The Five-Minute Favor
High-impact generosity that costs you almost nothing but transforms relationships
The five-minute favor is a giving strategy popularized by Adam Rifkin, whom Fortune named the best networker in America. The core principle is simple: look for ways to help others that take no more than five minutes of your time but create outsized value for the recipient. The two most powerful five-minute favors are making an introduction between two people who would benefit from knowing each other, and giving honest feedback on someone's work or idea.
What makes five-minute favors so powerful is their asymmetric cost-benefit ratio. The effort is trivial for the giver, but the value to the recipient can be enormous -- a career-changing connection, a perspective that saves months of wasted effort, or validation that gives someone the confidence to proceed. Over time, these small acts of generosity compound into a vast network of goodwill.
Rifkin built his extraordinary network by systematically practicing five-minute favors through his 106 Miles Meetup community in Silicon Valley. He would identify pairs of people who shared an uncommon commonality and introduce them by email, reconnect with dormant ties to offer help rather than ask for it, and respond to requests from strangers with quick, thoughtful assistance.
- The best favors are high value to the recipient and low cost to the giver
- Making introductions and giving honest feedback are the two highest-leverage five-minute favors
- Uncommon commonalities create the strongest bonds between introduced parties
- Consistency in small acts of giving compounds into extraordinary network value over time
- Offering help before being asked signals genuine generosity and builds trust faster
- Five-minute favors work because they lower the barrier to giving while maintaining impact
- Scan your network for introduction opportunitiesGo through your LinkedIn, email contacts, or mental map of relationships. Identify pairs of people who share an uncommon commonality -- a rare interest, complementary expertise, or mutual challenge. Pick one pair per week and send a brief introduction email explaining why they should know each other.
- Offer honest feedback proactivelyWhen you encounter someone's work, idea, or project, take five minutes to provide thoughtful, constructive feedback. This could be responding to a blog post, reviewing a pitch deck, or commenting on a strategy document. Honest, specific feedback is rare and extremely valuable.
- Reconnect with dormant ties to give, not getOnce a month, reach out to someone you have not spoken with in years. Instead of asking for something, find out what they are working on and offer to help. Dormant ties are uniquely valuable because they provide access to novel information from different social circles.
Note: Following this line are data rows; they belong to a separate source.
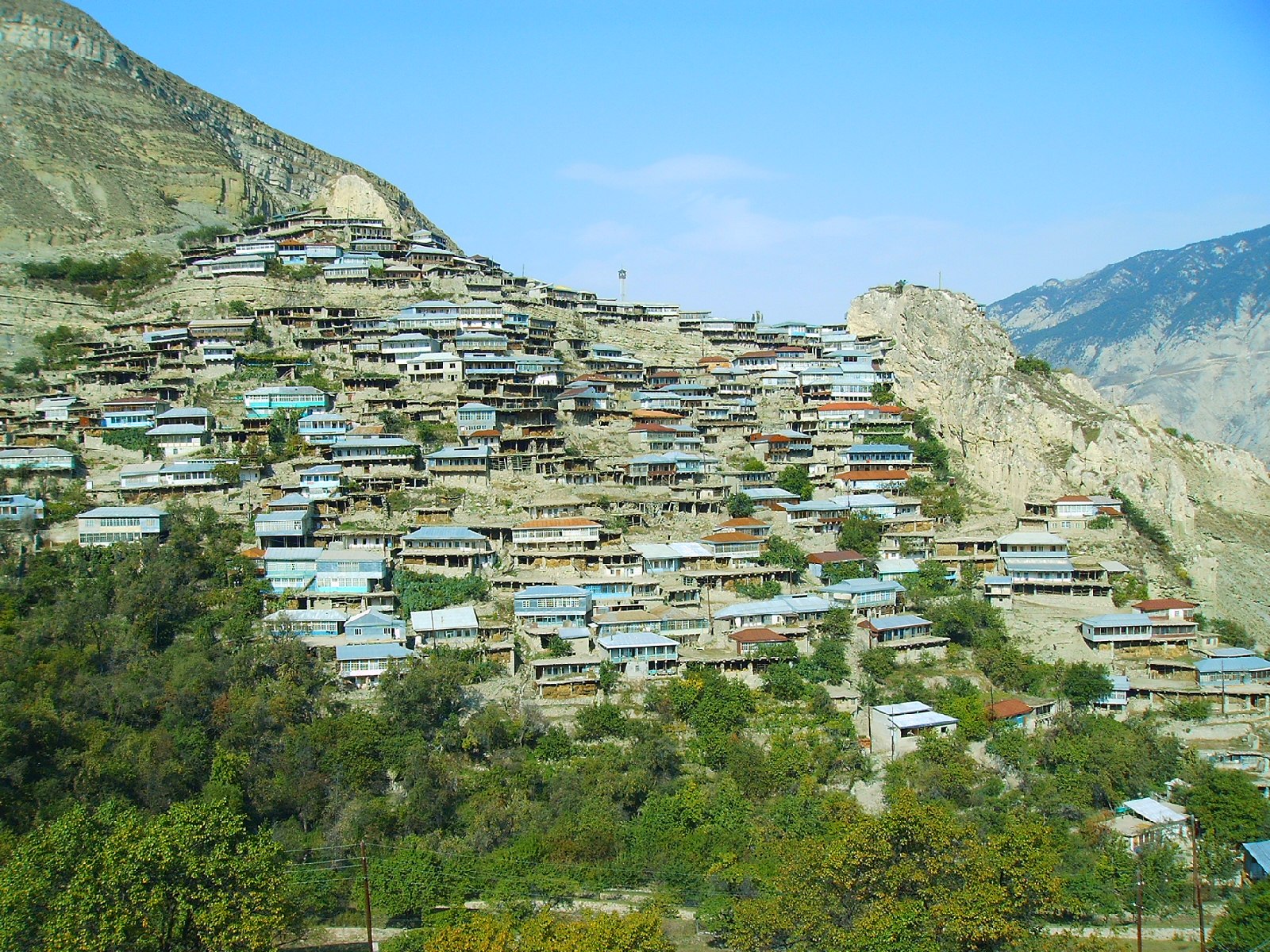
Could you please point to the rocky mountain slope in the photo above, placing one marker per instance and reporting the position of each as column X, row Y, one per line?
column 97, row 141
column 1185, row 330
column 1030, row 437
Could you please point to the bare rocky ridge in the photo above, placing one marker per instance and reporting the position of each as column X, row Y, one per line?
column 1019, row 437
column 1187, row 330
column 97, row 141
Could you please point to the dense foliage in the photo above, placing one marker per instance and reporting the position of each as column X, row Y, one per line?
column 156, row 743
column 112, row 281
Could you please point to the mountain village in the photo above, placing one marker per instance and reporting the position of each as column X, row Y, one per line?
column 639, row 488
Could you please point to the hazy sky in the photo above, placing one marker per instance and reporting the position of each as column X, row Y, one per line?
column 775, row 156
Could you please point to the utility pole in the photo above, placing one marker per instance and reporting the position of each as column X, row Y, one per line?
column 1138, row 905
column 366, row 889
column 1199, row 884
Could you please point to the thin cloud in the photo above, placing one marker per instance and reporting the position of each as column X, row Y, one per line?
column 668, row 173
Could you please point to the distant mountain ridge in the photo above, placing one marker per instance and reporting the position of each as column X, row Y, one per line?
column 97, row 141
column 1185, row 330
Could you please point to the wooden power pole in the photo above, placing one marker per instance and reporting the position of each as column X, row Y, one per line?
column 1199, row 885
column 366, row 889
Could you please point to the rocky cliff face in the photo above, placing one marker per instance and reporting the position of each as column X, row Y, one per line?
column 98, row 143
column 1019, row 437
column 1187, row 332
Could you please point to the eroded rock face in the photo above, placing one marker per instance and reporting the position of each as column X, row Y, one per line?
column 1187, row 330
column 98, row 141
column 1020, row 437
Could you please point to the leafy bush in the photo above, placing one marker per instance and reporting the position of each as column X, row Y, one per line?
column 1230, row 631
column 759, row 590
column 861, row 533
column 601, row 721
column 201, row 236
column 785, row 554
column 425, row 592
column 114, row 281
column 133, row 438
column 1033, row 365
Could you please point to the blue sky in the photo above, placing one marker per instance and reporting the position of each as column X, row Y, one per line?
column 765, row 156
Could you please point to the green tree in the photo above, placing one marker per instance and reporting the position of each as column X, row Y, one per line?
column 1226, row 804
column 1246, row 922
column 1083, row 683
column 785, row 554
column 1128, row 588
column 192, row 879
column 795, row 479
column 545, row 932
column 861, row 533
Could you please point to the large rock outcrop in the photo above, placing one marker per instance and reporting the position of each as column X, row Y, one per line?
column 1185, row 330
column 97, row 141
column 1019, row 437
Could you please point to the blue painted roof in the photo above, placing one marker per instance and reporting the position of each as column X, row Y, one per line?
column 444, row 532
column 897, row 621
column 861, row 587
column 549, row 590
column 387, row 649
column 1260, row 852
column 1232, row 666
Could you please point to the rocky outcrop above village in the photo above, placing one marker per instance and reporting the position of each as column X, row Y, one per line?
column 97, row 141
column 1185, row 330
column 1022, row 437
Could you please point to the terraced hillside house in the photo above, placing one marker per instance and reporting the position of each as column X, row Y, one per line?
column 1230, row 666
column 289, row 520
column 474, row 416
column 641, row 654
column 734, row 546
column 564, row 535
column 899, row 727
column 374, row 626
column 878, row 456
column 752, row 643
column 374, row 451
column 110, row 524
column 783, row 448
column 321, row 625
column 780, row 612
column 460, row 463
column 61, row 409
column 905, row 634
column 131, row 413
column 264, row 403
column 323, row 427
column 1035, row 562
column 448, row 550
column 364, row 666
column 446, row 626
column 349, row 571
column 179, row 438
column 194, row 475
column 552, row 606
column 321, row 482
column 867, row 597
column 431, row 367
column 1138, row 634
column 872, row 480
column 846, row 416
column 21, row 508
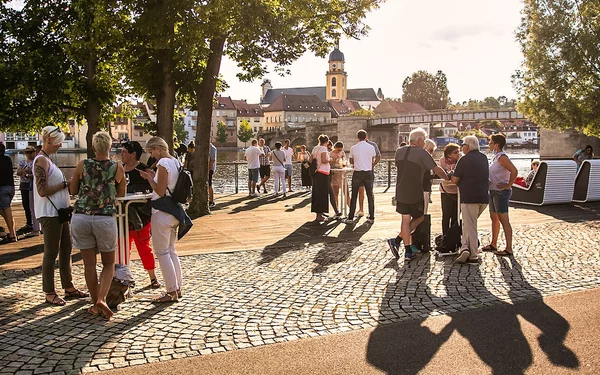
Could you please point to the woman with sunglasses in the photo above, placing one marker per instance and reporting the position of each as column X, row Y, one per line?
column 51, row 194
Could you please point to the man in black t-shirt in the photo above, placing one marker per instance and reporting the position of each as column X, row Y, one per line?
column 472, row 178
column 412, row 162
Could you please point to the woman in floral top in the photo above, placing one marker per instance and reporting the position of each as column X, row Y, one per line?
column 97, row 182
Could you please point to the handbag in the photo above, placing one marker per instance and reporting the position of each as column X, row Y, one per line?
column 64, row 214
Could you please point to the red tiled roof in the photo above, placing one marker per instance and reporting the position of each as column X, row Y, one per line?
column 224, row 102
column 247, row 110
column 344, row 107
column 298, row 103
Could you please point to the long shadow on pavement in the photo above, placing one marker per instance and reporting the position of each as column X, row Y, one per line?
column 494, row 333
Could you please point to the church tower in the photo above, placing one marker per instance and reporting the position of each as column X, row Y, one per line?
column 337, row 87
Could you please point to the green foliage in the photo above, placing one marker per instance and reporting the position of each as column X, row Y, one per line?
column 560, row 78
column 179, row 130
column 362, row 113
column 245, row 132
column 221, row 132
column 63, row 63
column 430, row 91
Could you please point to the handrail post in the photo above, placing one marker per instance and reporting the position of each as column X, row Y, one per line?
column 236, row 178
column 389, row 173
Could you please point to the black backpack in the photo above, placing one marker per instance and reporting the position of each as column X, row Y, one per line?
column 450, row 242
column 184, row 187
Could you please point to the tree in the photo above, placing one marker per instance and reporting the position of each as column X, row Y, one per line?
column 428, row 90
column 179, row 130
column 362, row 113
column 280, row 32
column 559, row 84
column 221, row 132
column 245, row 132
column 63, row 63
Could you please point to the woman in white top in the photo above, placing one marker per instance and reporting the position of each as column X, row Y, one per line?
column 164, row 225
column 502, row 175
column 50, row 194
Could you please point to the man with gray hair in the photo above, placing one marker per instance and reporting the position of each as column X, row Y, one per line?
column 412, row 161
column 472, row 178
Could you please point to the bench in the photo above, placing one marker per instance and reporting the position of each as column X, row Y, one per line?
column 587, row 182
column 553, row 184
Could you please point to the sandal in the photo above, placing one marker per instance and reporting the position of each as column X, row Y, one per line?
column 166, row 298
column 154, row 283
column 489, row 247
column 75, row 294
column 56, row 300
column 503, row 253
column 104, row 310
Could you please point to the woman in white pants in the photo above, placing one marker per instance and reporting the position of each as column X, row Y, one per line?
column 278, row 158
column 164, row 225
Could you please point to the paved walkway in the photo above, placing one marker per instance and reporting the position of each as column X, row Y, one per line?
column 285, row 293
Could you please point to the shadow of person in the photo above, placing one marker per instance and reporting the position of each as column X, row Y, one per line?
column 494, row 333
column 309, row 233
column 553, row 326
column 405, row 348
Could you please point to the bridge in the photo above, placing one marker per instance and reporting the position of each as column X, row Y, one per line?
column 446, row 115
column 383, row 130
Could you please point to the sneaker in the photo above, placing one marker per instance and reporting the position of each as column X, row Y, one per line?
column 410, row 253
column 393, row 247
column 24, row 229
column 8, row 239
column 463, row 257
column 32, row 234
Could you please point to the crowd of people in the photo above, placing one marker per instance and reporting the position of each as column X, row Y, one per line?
column 89, row 225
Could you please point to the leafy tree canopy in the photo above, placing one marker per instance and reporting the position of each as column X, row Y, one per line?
column 559, row 84
column 430, row 91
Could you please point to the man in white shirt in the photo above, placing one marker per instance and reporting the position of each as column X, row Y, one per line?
column 361, row 156
column 252, row 156
column 289, row 155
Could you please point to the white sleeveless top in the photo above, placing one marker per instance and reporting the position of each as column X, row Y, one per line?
column 43, row 207
column 498, row 174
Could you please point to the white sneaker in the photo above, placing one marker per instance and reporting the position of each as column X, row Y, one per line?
column 463, row 257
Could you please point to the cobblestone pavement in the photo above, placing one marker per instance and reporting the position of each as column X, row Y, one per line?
column 252, row 298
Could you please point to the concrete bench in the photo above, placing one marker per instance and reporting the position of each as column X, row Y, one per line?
column 553, row 184
column 587, row 182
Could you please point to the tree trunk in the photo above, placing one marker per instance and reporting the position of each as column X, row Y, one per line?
column 92, row 107
column 205, row 93
column 165, row 106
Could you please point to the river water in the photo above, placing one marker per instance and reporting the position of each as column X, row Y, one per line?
column 228, row 161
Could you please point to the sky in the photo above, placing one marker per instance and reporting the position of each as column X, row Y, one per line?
column 472, row 41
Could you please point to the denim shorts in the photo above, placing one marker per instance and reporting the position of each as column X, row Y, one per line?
column 7, row 193
column 499, row 200
column 288, row 170
column 94, row 232
column 253, row 174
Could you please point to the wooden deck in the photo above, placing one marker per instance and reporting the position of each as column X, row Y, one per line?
column 241, row 223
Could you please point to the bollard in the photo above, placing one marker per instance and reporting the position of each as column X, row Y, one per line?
column 236, row 178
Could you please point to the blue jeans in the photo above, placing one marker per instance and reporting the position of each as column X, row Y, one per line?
column 499, row 200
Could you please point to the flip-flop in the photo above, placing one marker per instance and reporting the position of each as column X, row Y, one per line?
column 503, row 253
column 489, row 247
column 56, row 301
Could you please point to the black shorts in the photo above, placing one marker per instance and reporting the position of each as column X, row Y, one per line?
column 415, row 210
column 265, row 171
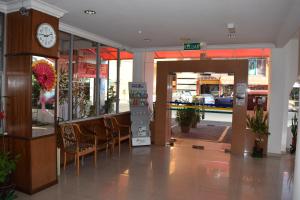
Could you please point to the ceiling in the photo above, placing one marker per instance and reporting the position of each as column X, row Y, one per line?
column 164, row 22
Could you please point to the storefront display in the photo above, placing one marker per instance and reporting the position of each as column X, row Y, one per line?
column 140, row 114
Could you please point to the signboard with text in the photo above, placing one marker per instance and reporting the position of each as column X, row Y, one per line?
column 192, row 46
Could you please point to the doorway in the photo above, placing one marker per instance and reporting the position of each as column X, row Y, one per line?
column 210, row 96
column 165, row 76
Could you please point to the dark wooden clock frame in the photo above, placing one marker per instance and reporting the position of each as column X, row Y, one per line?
column 36, row 168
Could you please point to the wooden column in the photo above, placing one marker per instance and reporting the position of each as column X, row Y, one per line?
column 36, row 168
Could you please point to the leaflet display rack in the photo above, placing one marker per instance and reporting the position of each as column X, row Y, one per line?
column 140, row 114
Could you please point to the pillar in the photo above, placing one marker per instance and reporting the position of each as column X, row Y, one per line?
column 284, row 69
column 296, row 190
column 143, row 71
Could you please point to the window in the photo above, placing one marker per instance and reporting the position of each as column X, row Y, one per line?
column 84, row 79
column 126, row 67
column 63, row 77
column 90, row 94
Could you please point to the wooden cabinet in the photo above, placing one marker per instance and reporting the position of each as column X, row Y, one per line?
column 36, row 168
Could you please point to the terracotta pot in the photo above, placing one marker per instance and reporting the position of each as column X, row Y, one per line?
column 257, row 151
column 185, row 129
column 6, row 190
column 194, row 125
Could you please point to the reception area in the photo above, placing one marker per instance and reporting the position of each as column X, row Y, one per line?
column 86, row 101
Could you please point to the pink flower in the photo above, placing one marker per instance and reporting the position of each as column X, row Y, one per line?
column 45, row 74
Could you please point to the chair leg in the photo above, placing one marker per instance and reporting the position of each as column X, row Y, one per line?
column 65, row 160
column 77, row 165
column 119, row 146
column 95, row 158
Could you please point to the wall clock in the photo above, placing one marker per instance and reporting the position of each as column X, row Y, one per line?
column 46, row 35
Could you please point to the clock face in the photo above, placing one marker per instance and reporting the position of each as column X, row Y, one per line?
column 46, row 35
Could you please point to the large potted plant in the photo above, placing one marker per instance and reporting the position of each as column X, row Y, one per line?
column 294, row 129
column 185, row 118
column 7, row 167
column 258, row 123
column 199, row 112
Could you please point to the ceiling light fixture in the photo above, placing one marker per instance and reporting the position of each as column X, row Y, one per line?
column 90, row 12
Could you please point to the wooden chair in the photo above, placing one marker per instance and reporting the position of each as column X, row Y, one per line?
column 104, row 139
column 77, row 144
column 119, row 132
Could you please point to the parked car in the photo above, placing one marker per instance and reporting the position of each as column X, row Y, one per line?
column 208, row 99
column 182, row 96
column 257, row 97
column 224, row 101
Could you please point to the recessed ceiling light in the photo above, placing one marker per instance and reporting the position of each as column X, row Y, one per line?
column 90, row 12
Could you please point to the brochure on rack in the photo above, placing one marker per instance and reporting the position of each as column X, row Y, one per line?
column 140, row 114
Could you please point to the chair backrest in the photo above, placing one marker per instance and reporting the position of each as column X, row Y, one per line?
column 69, row 136
column 108, row 122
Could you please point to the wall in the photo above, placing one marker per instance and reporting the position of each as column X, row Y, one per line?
column 283, row 75
column 143, row 71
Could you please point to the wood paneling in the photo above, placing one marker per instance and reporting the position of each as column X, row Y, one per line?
column 43, row 161
column 22, row 175
column 36, row 168
column 18, row 92
column 21, row 34
column 166, row 69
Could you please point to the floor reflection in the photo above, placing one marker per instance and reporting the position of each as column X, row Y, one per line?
column 162, row 173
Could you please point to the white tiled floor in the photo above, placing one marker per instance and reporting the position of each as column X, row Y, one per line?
column 174, row 173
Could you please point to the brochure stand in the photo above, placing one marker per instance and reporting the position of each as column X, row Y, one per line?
column 140, row 114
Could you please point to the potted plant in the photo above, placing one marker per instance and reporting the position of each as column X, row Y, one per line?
column 199, row 112
column 185, row 118
column 111, row 99
column 259, row 126
column 294, row 129
column 7, row 167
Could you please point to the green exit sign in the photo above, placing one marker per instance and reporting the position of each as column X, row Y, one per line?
column 192, row 46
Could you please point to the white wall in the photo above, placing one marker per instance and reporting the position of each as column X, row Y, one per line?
column 143, row 71
column 284, row 71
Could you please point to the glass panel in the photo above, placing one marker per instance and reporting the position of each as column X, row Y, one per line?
column 108, row 79
column 43, row 95
column 103, row 74
column 63, row 77
column 112, row 87
column 126, row 68
column 84, row 78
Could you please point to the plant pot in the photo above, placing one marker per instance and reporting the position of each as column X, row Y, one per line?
column 185, row 129
column 7, row 191
column 257, row 152
column 194, row 125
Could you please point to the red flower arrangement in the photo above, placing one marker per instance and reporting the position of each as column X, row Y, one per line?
column 45, row 74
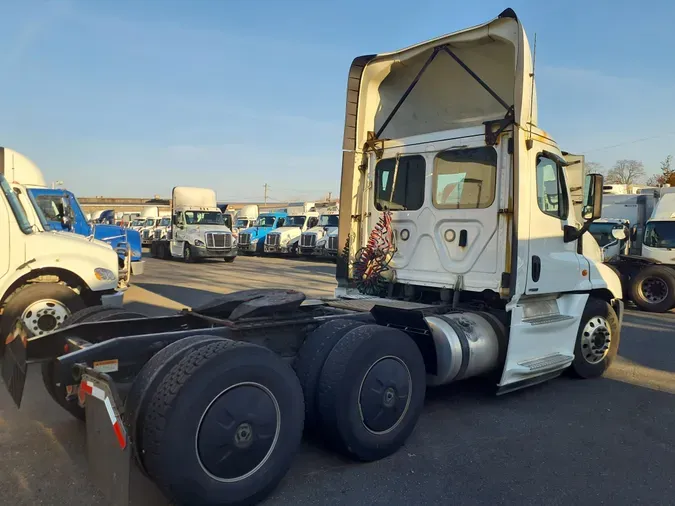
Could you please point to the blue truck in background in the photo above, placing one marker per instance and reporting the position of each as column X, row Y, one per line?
column 62, row 212
column 252, row 239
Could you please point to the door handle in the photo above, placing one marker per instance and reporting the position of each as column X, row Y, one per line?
column 536, row 268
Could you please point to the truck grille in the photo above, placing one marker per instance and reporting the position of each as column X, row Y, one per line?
column 218, row 240
column 308, row 240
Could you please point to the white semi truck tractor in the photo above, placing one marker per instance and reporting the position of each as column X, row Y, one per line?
column 459, row 256
column 198, row 230
column 47, row 276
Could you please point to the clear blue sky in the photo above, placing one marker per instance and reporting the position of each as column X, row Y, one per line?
column 120, row 97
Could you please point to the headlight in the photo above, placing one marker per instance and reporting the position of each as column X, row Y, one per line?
column 104, row 274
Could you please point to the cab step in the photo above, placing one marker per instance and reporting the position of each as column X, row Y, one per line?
column 549, row 362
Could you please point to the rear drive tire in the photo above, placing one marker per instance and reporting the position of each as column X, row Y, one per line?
column 231, row 414
column 146, row 382
column 55, row 390
column 653, row 289
column 43, row 307
column 597, row 341
column 371, row 392
column 311, row 358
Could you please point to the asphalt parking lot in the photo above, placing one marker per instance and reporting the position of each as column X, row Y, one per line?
column 606, row 441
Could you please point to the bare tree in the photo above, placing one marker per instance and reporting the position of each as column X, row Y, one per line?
column 667, row 175
column 594, row 168
column 626, row 172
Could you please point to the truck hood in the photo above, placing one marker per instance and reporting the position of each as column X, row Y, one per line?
column 114, row 235
column 289, row 231
column 256, row 232
column 446, row 97
column 321, row 231
column 202, row 229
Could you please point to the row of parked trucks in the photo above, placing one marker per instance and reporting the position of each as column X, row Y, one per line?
column 460, row 256
column 636, row 235
column 197, row 228
column 53, row 261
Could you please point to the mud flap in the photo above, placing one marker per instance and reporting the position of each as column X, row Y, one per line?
column 14, row 362
column 108, row 451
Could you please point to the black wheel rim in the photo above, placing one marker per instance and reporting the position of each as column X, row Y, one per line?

- Respond to requests from your broader networkWhen someone in your extended network asks for help that you can provide in five minutes or less, do it. Share a relevant article, answer a quick question, or point them toward a useful resource. These micro-investments create disproportionate goodwill.
In 1994, Rifkin sent a fan email to the founder of a punk rock band's website, offering to help improve it. The website owner turned out to be a well-connected tech executive named Graham Spencer, co-founder of Excite. Years later, when Rifkin needed guidance for his startup, Spencer made invaluable introductions. That single five-minute favor -- an unsolicited offer to help a stranger with his website -- catalyzed a chain reaction of connections.
Adam Rifkin, a software entrepreneur, built his network from scratch after moving to Silicon Valley. He started by doing a random favor for a stranger who turned out to be a well-connected punk rock musician turned tech executive. That single five-minute favor catalyzed a chain of connections that expanded his network enormously. Rifkin formalized this into the five-minute favor concept, which became the operating principle of his 106 Miles community, and Grant featured it as a cornerstone strategy of successful givers.